By Sam Dennis Otieno
Naming within the music industry has always been a problematic if not controversial matter, and to some degree it influences the reception and consumption of music by some artists. Beyoncé has not been spared controversies, and this article delves into naming her ‘Mama Africa’ while at the same time taking into consideration the contributions of Miriam Makeba, the previous owner of that title, to the African struggle.
- Miriam Makeba was affectionately known as ‘Mama Africa’.
Almost a century ago, prominent African scholars in the diaspora began the negritude movement, which sought to celebrate blackness in its entirety. Aime Cesaire, a Caribbean, and Leopold Sedar Senghor, a Senegalese, were among the founding fathers of this movement. Through their poetry and seemingly borrowing from the Harlem Renaissance in the US, negritude artistry came as a protest against the colonialists’ misconceptions of the African.
Africans were not perceived as just a means of production but people whose being celebrated their musicality and rhythm. Whereas ‘negrituity’ may be found in various forms of cultural expressions, it is best appreciated in music and poetry.
That established, in July-August 2020, Beyoncé’s Black Is King, a musical film that not only seeks to celebrate blackness but also music and fashion from Africa. The film features prominent African musicians such as Burna Boy, Tiwa Savage, Shatta Wale, Wizkid, Yemi Alade and Sho Madjozi, among others. The contributions of these musicians within and outside the African continent cannot be understated. What we have in some of them is not just music and performance but also cultural icons, as especially exemplified by Burna Boy, who echoes Fela Kuti, and Alade, who channels Angelique Kidjo.

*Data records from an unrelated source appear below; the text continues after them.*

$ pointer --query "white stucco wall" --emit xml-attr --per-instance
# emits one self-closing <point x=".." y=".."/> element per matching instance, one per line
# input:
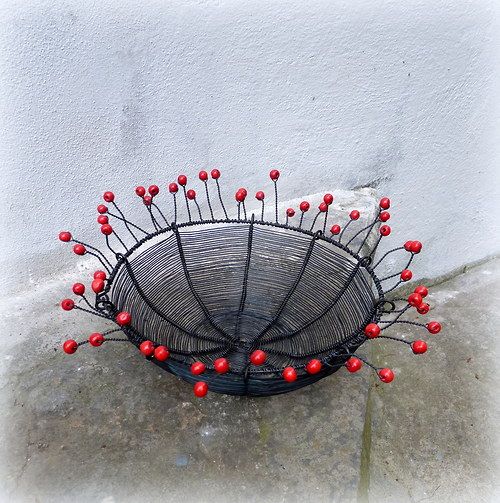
<point x="401" y="96"/>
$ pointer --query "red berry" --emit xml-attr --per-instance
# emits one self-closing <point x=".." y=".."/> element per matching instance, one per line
<point x="422" y="290"/>
<point x="353" y="364"/>
<point x="154" y="190"/>
<point x="313" y="366"/>
<point x="423" y="308"/>
<point x="433" y="327"/>
<point x="96" y="339"/>
<point x="419" y="347"/>
<point x="198" y="368"/>
<point x="406" y="275"/>
<point x="385" y="203"/>
<point x="65" y="236"/>
<point x="274" y="175"/>
<point x="258" y="357"/>
<point x="372" y="330"/>
<point x="304" y="206"/>
<point x="79" y="249"/>
<point x="161" y="353"/>
<point x="385" y="230"/>
<point x="108" y="196"/>
<point x="70" y="346"/>
<point x="78" y="288"/>
<point x="99" y="275"/>
<point x="289" y="374"/>
<point x="200" y="389"/>
<point x="328" y="199"/>
<point x="123" y="318"/>
<point x="221" y="365"/>
<point x="67" y="304"/>
<point x="147" y="348"/>
<point x="415" y="299"/>
<point x="97" y="285"/>
<point x="386" y="375"/>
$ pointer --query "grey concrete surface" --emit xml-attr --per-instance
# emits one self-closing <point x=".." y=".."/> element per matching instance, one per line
<point x="102" y="425"/>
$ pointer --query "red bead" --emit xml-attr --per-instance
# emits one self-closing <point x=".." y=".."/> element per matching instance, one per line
<point x="154" y="190"/>
<point x="433" y="327"/>
<point x="416" y="247"/>
<point x="406" y="275"/>
<point x="106" y="229"/>
<point x="221" y="365"/>
<point x="258" y="357"/>
<point x="198" y="368"/>
<point x="385" y="230"/>
<point x="108" y="196"/>
<point x="161" y="353"/>
<point x="328" y="199"/>
<point x="96" y="339"/>
<point x="415" y="299"/>
<point x="313" y="366"/>
<point x="67" y="304"/>
<point x="304" y="206"/>
<point x="78" y="288"/>
<point x="123" y="318"/>
<point x="274" y="175"/>
<point x="70" y="346"/>
<point x="147" y="348"/>
<point x="289" y="374"/>
<point x="97" y="285"/>
<point x="99" y="275"/>
<point x="419" y="347"/>
<point x="422" y="290"/>
<point x="385" y="203"/>
<point x="65" y="236"/>
<point x="423" y="308"/>
<point x="79" y="249"/>
<point x="200" y="389"/>
<point x="353" y="364"/>
<point x="386" y="375"/>
<point x="372" y="330"/>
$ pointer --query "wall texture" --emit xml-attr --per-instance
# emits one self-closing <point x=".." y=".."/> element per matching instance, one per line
<point x="399" y="96"/>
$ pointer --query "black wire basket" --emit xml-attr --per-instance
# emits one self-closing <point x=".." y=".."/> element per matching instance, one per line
<point x="243" y="305"/>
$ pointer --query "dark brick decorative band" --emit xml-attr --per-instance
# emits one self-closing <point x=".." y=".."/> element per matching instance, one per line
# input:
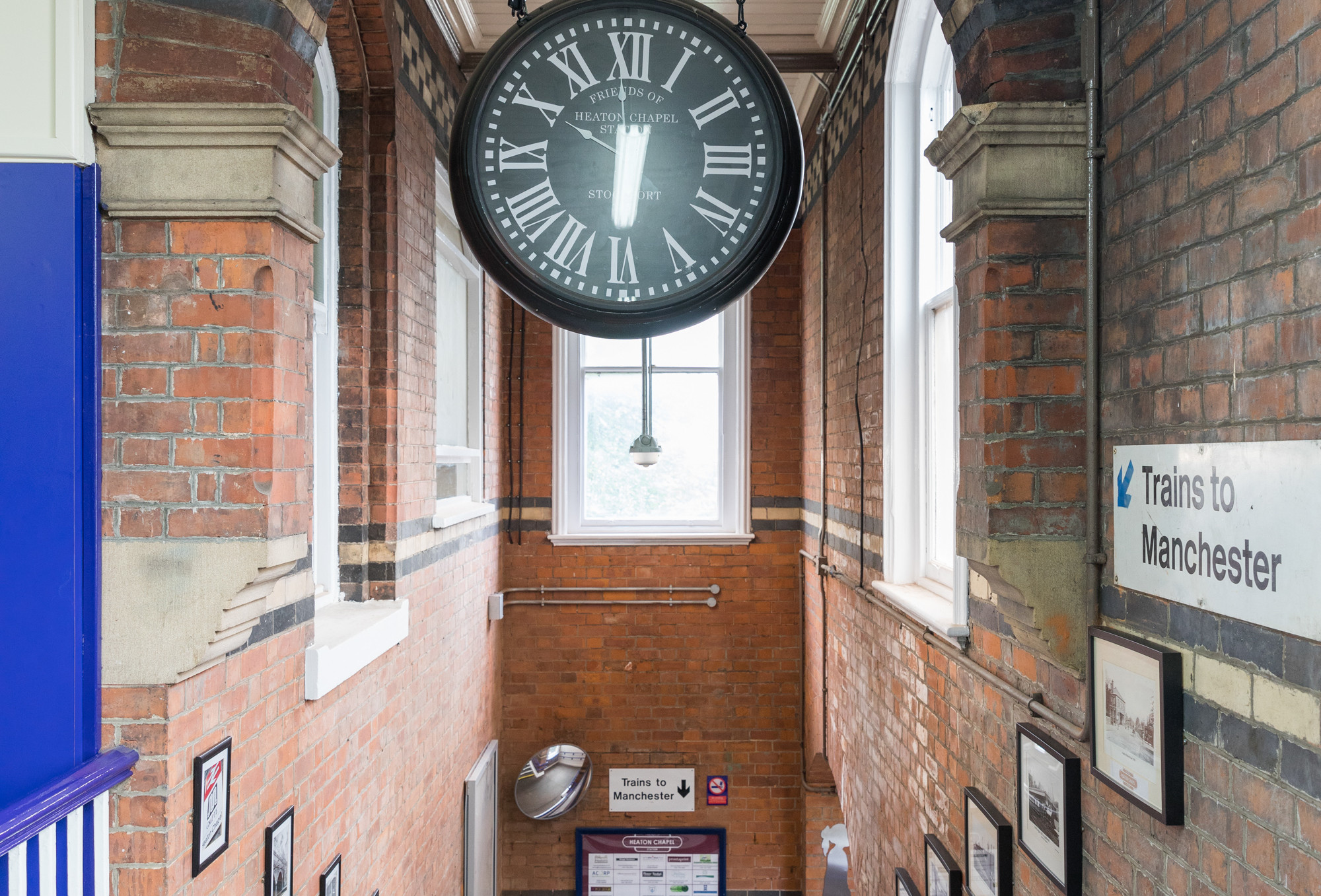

Many would agree that Beyoncé is slowly transitioning from a pop artist to a cultural icon. Her influence has oiled American feminist movements, and she is gradually channelling the same force to the celebration of blackness. Following the release of Black Is King, some cultural commentators were quick to label her ‘Mama Africa’. Whereas she may trace her ancestry to Africa, it is important to question how such labelling sanctions a form of cultural authority on Africa not just as a continent but also as a people.
Makeba is the only musician to have the title ‘Mama Africa’ bestowed upon her. Placing Beyoncé and Makeba, our Mama Africa, side by side is scandalous to say the least, especially in terms of social impact in Africa. Makeba, like many other African musicians of her time, paid a political price for her artistry. Her voice accompanied the African struggle for independence. Mama Africa became the mother, and with her voice gave hope to all who were fighting the colonialists. She alleviated the fears of our leaders and reminded us that the lives lost in the struggle for independence were not in vain.
Both Makeba and Beyoncé indeed gave and give voice to the plight of black people. Still, while Beyoncé may be a black cultural icon, it is farfetched to call her ‘Mama Africa’ when her contribution to the African continent is still questionable. Naming is not just a process of identity creation but a process of granting power and responsibility with far-reaching impact, especially in Africa.
We celebrate Beyoncé’s music and what she has done for women and black people in the US and elsewhere. Her reminder to us of the negritude movement is noted, but for now Mama Africa belongs to Miriam Makeba.
Sam Dennis Otieno is a cultural researcher at the University of Nairobi. The views and opinions expressed in this article are those of the author and do not necessarily reflect Music In Africa’s.